Post-menopausal women with documented low IGF-1, significant muscle loss (sarcopenia), or poor sleep architecture who cannot access growth hormone therapy through conventional endocrine channels sometimes ask about MK-677 as a stopgap. The evidence for bone density improvement is the most solid, drawn from the Nass et al. JCEM trial of ibutamoren in growth hormone-deficient adults, though this trial was in a different population than generally healthy post-menopausal women.

Women in this category should have baseline fasting glucose, HbA1c, and IGF-1 measured before starting, and monitored every three months if they proceed.

Who Should Avoid MK-677 Entirely

• Women who are pregnant, trying to conceive, or breastfeeding
• Women with prediabetes or type 2 diabetes (MK-677 worsens insulin resistance at therapeutic doses)
• Women with active or prior hormone-sensitive cancers (IGF-1 is a growth factor)
• Women with significant edema or carpal tunnel (fluid retention is a common side effect)
• Women under 25, where natural GH pulsatility is at its lifetime peak and additional stimulation offers no benefit

Adding Cannabis to MK-677: Who Should Specifically Not Do This

Any woman with PCOS and metabolic syndrome, any woman in perimenopause already experiencing insulin resistance, any woman with menstrual irregularity who has not yet identified its cause, and any woman taking medications that are CYP3A4-dependent (including many hormonal therapies, antifungals, and antiretrovirals) should not combine these compounds.

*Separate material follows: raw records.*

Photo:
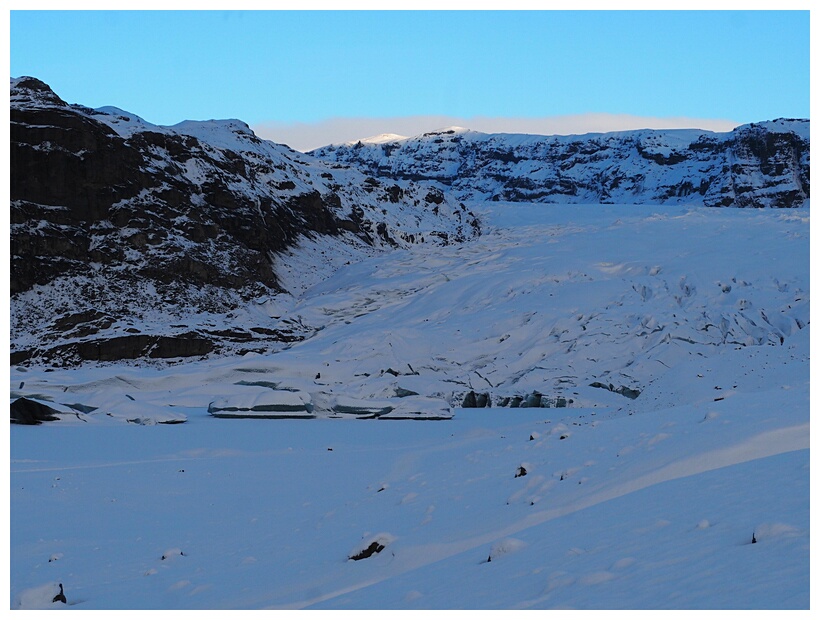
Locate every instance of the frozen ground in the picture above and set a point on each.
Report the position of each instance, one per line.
(649, 502)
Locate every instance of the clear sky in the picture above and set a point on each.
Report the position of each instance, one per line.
(309, 71)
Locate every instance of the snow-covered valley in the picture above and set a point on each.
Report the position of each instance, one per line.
(646, 376)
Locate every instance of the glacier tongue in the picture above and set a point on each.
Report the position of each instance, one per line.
(554, 306)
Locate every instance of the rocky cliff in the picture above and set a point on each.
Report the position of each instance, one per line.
(758, 165)
(118, 224)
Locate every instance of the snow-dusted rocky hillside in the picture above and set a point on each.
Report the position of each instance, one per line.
(759, 165)
(132, 240)
(647, 445)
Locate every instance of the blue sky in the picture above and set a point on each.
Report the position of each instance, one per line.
(303, 71)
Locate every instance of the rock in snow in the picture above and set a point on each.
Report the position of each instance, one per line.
(123, 232)
(758, 165)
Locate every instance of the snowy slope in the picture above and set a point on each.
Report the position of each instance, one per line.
(646, 502)
(759, 165)
(122, 230)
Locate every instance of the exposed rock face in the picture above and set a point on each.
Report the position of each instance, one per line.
(114, 219)
(26, 411)
(758, 165)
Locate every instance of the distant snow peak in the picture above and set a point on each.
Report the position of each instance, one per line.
(381, 138)
(759, 165)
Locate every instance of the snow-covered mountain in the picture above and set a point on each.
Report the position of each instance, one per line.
(759, 165)
(592, 406)
(130, 239)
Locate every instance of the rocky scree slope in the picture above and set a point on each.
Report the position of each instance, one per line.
(133, 240)
(759, 165)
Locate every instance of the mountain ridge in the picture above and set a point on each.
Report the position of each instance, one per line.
(762, 164)
(113, 219)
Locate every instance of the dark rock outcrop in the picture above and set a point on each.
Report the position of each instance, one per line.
(27, 411)
(759, 165)
(113, 219)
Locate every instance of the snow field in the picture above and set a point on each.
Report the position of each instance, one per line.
(626, 503)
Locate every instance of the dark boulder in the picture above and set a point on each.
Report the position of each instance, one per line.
(26, 411)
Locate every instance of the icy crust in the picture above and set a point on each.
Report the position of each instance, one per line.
(559, 307)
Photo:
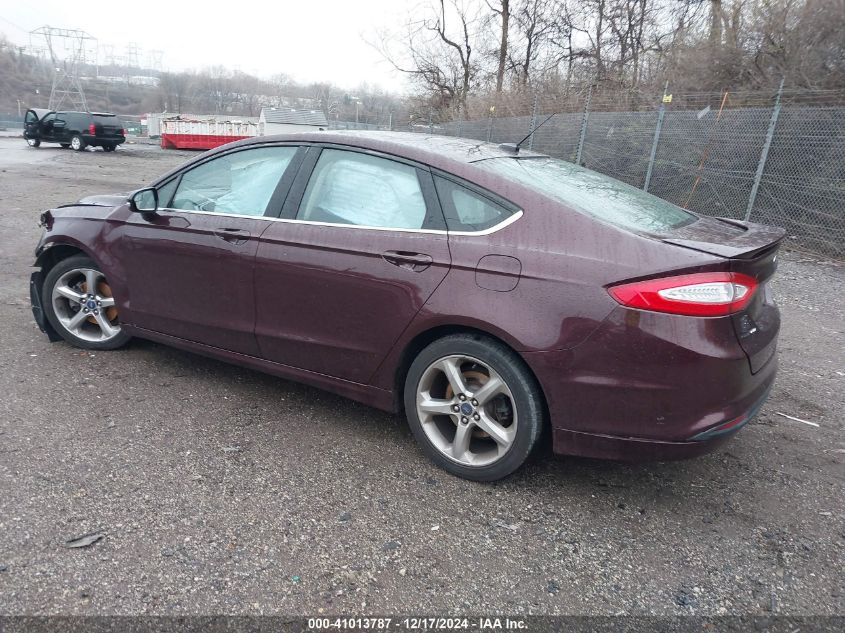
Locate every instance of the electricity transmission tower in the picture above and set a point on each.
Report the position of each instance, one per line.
(69, 51)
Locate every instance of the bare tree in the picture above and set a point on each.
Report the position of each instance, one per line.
(502, 9)
(441, 57)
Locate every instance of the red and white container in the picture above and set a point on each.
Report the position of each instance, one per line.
(181, 133)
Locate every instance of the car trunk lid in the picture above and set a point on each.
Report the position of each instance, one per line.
(751, 249)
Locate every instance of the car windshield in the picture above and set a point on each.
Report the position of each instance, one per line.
(602, 197)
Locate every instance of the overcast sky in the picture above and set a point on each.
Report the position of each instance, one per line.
(310, 40)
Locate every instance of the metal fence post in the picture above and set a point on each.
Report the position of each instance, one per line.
(660, 114)
(533, 121)
(584, 126)
(765, 153)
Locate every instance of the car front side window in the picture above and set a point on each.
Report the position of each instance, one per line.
(238, 183)
(363, 190)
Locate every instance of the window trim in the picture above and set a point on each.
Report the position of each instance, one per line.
(434, 213)
(308, 152)
(277, 198)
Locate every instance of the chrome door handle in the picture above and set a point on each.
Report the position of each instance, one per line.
(405, 259)
(232, 236)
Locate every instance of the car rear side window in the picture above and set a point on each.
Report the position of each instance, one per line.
(363, 190)
(584, 190)
(466, 210)
(239, 183)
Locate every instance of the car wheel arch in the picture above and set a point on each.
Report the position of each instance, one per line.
(426, 337)
(57, 252)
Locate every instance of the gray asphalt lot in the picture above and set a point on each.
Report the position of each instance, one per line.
(222, 490)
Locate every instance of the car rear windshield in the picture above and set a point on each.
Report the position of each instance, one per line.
(602, 197)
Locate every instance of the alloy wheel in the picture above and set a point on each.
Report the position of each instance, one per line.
(84, 305)
(466, 410)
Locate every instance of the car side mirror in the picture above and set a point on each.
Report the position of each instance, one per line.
(144, 200)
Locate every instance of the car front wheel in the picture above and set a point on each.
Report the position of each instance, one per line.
(474, 406)
(80, 306)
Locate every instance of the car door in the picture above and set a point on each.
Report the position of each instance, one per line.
(47, 131)
(360, 249)
(190, 265)
(31, 127)
(59, 132)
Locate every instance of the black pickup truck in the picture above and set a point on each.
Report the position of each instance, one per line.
(77, 130)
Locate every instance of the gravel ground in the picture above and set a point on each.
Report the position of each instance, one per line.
(222, 490)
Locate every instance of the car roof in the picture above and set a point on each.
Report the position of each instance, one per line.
(41, 112)
(425, 148)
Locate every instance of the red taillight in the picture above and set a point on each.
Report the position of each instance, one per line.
(699, 294)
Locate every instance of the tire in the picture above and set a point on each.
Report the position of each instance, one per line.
(511, 408)
(72, 277)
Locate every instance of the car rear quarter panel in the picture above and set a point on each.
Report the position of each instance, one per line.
(560, 298)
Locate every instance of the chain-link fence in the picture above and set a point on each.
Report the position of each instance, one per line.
(766, 160)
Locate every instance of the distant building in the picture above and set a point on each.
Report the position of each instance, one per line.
(284, 120)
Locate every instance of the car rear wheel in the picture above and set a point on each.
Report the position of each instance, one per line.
(474, 407)
(80, 306)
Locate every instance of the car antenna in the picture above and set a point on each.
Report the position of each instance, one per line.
(514, 147)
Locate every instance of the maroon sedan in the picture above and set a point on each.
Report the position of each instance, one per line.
(490, 293)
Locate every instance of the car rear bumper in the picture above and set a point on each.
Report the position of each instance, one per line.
(649, 386)
(99, 141)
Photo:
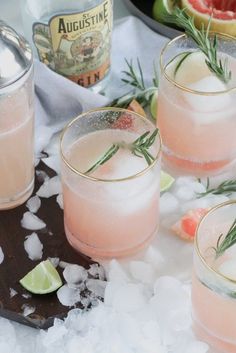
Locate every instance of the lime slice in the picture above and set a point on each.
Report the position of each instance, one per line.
(162, 8)
(43, 279)
(153, 105)
(166, 181)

The interaction potential is real even if the direct trial data does not yet exist.

What the Evidence Gap Means for You

Clinical honesty requires saying this directly: the combination of MK-677 and cannabis in women is essentially unstudied. Individual compound data in women is thin. The ibutamoren trials that exist were conducted mostly in men or in elderly mixed-sex populations. Cannabis research in women is growing but still sparse compared with male-dominant datasets. When a clinician tells you with confidence that this combination is safe or unsafe at a specific dose, ask them to cite the trial. That trial does not exist yet.

A 2021 review in the Journal of Women's Health documented persistent sex and gender gaps in clinical trials of investigational agents, particularly in the endocrinology and sports medicine spaces where compounds like MK-677 circulate. You deserve to know when the data that applies to you specifically has not been collected.

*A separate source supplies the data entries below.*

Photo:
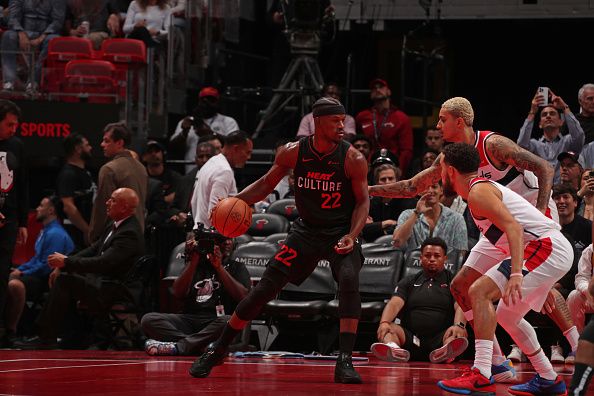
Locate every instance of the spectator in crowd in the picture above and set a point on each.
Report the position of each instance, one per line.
(363, 144)
(579, 302)
(432, 326)
(552, 143)
(29, 281)
(434, 140)
(148, 21)
(570, 169)
(154, 160)
(206, 120)
(430, 218)
(586, 194)
(32, 24)
(386, 125)
(576, 226)
(384, 212)
(121, 171)
(307, 127)
(215, 139)
(185, 189)
(76, 188)
(178, 11)
(103, 19)
(210, 286)
(586, 115)
(428, 156)
(433, 146)
(14, 195)
(82, 275)
(217, 179)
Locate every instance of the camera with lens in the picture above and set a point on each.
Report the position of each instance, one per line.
(206, 239)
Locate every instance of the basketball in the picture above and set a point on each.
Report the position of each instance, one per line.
(231, 217)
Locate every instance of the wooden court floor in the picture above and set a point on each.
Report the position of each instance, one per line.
(71, 373)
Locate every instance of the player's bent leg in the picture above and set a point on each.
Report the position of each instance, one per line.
(271, 283)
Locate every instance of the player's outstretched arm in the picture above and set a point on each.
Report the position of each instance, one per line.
(285, 160)
(412, 187)
(356, 170)
(504, 150)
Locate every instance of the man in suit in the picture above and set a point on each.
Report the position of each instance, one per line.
(81, 276)
(122, 171)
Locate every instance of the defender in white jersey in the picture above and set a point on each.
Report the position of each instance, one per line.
(501, 160)
(532, 255)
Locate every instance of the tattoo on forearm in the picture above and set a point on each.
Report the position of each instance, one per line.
(396, 190)
(506, 151)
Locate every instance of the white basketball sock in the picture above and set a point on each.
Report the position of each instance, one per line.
(483, 356)
(572, 336)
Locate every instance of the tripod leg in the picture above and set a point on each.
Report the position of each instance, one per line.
(286, 82)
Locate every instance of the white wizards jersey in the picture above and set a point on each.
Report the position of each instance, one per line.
(521, 181)
(535, 224)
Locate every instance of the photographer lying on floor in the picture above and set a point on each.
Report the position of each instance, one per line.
(211, 285)
(433, 327)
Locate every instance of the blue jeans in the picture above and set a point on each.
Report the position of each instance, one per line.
(9, 48)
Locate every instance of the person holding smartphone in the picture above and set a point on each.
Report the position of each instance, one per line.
(550, 112)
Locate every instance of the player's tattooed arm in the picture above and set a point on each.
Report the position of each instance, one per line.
(411, 187)
(504, 150)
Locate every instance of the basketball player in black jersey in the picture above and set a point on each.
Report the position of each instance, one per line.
(332, 200)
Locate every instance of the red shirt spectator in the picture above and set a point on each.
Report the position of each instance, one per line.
(387, 126)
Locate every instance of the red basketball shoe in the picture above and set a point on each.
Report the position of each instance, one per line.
(471, 382)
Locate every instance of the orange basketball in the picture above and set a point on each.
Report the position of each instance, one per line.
(231, 217)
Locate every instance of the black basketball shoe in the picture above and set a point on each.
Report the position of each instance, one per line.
(344, 372)
(213, 356)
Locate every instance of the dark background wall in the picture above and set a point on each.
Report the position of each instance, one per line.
(496, 64)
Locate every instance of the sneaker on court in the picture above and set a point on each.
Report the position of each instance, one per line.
(449, 351)
(504, 372)
(471, 382)
(570, 359)
(390, 352)
(516, 355)
(557, 354)
(344, 371)
(159, 348)
(213, 356)
(540, 386)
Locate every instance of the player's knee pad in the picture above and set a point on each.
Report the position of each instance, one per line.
(349, 304)
(267, 288)
(523, 334)
(588, 333)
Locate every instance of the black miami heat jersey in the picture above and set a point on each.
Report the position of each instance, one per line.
(323, 193)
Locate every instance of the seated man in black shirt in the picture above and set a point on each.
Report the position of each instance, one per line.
(211, 290)
(96, 275)
(384, 212)
(432, 325)
(76, 188)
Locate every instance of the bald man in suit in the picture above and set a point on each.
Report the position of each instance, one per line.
(82, 276)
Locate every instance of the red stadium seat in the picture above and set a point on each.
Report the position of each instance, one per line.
(93, 79)
(129, 57)
(61, 50)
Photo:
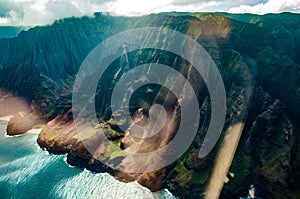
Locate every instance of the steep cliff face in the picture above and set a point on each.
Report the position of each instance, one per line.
(256, 55)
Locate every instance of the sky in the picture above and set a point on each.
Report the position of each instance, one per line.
(43, 12)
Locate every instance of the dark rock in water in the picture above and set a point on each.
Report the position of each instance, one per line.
(22, 122)
(253, 53)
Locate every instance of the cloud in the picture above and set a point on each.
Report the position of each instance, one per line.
(140, 7)
(271, 6)
(42, 12)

What you can reasonably conclude from existing mechanistic and indirect evidence: combining MK-677 and cannabis carries additive metabolic risk, unpredictable pharmacokinetic interactions via CYP3A4 inhibition by CBD, additive appetite stimulation, and overlapping HPA axis disruption. None of these interactions benefit the outcomes women typically pursue with either compound.

Monitoring If You Are Already Using MK-677

If you are currently using MK-677 and also using cannabis, these are the minimum monitoring parameters a clinician should check:

• Fasting glucose and HbA1c at baseline and every 3 months
• Fasting insulin and HOMA-IR to detect early insulin resistance
• IGF-1 (serum) to confirm GH axis response and avoid supraphysiologic levels
• Blood pressure (fluid retention from MK-677 can raise blood pressure)
• Menstrual cycle tracking if you are premenopausal or perimenopausal
• Cortisol (AM serum or 24-hour urine free cortisol) if you have symptoms of hypercortisolism

A fasting glucose above 100 mg/dL on MK-677 should prompt dose reduction or discontinuation. The 25 mg daily dose used in trials produced mean fasting glucose increases of approximately 0.3-0.4 mmol/L above baseline, a clinically meaningful shift in women who are already at the upper range of normal.